名無しさんから投稿頂いた「老春 (青春)」。
妻が亡くなって二年、コロナ禍で引き籠りだったが、コロナも収まり、思い切って朝の散歩に出る事にした。
三月に入り、春の日差しが温かく感じ始めた。妻と散歩をした緑地公園で早朝の散歩を始めた。散歩をする人も少なく、その中で歳の頃七十前後の女性が前の方向から軽い足取りで歩いて来る。
すれ違う場所は緑地公園の資料館付近。日が経つにつれ、軽く会釈を交わし、次第に朝の挨拶、気候の挨拶へと。言葉を交わす内に愛しく感じる様になって行く。
彼女の気持ちは分らないが、同じ思いだろう。
彼女から「おはようございます。何時もお元気そうで。お一人ですか」と声を掛けられた。
「妻が一昨年亡くなりまして」
「お寂しい事ですね」
数分の立ち話。声を掛けられただけで胸が弾む。その日一日、彼女の名前も聞かずにいた事が悔やまれた。
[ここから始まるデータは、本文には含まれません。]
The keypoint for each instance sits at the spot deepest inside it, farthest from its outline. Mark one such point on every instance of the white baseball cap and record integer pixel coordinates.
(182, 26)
9月に入ると朝は涼しく感じられる。彼女が布袋と水筒を持って待って居た。
「おはようございます。朝は未だですか」
公園の木陰の芝生の上にビニールシートを引き、サンドイッチと水筒に入ったコーヒーを。
「奥さん、お一人ですか」
「えぇ。主人が亡くなって5年になります」
「そうですか。若くしてお亡くなりに。寂しいですね」
「あら、そんなに若くは無いですよ。16年生まれの82歳ですわ」
「そうですか!ぼくと同じ歳、七十前後と思っていました」
数日後、近くのスーパーで
「お買い物?」
「今日は刺身の特売日で。今夜はこれで晩酌を。」
「そうですか。良ければわたしの家で如何ですか」
彼女は刺身を買い物袋に
場所は公園を挟んで向こうの住宅地。直ぐに分かった目印の赤い軽自動車。
表札は旦那の名前の横に千代子。それまで名前も聞かずにいた。
食卓に彼女の手料理。買った刺身で日本酒をご馳走になった。
二人で囲む食卓思い出話を語り合う。彼女の振舞いに女らしさを感じさせ、この歳になっても衝動に駆られる。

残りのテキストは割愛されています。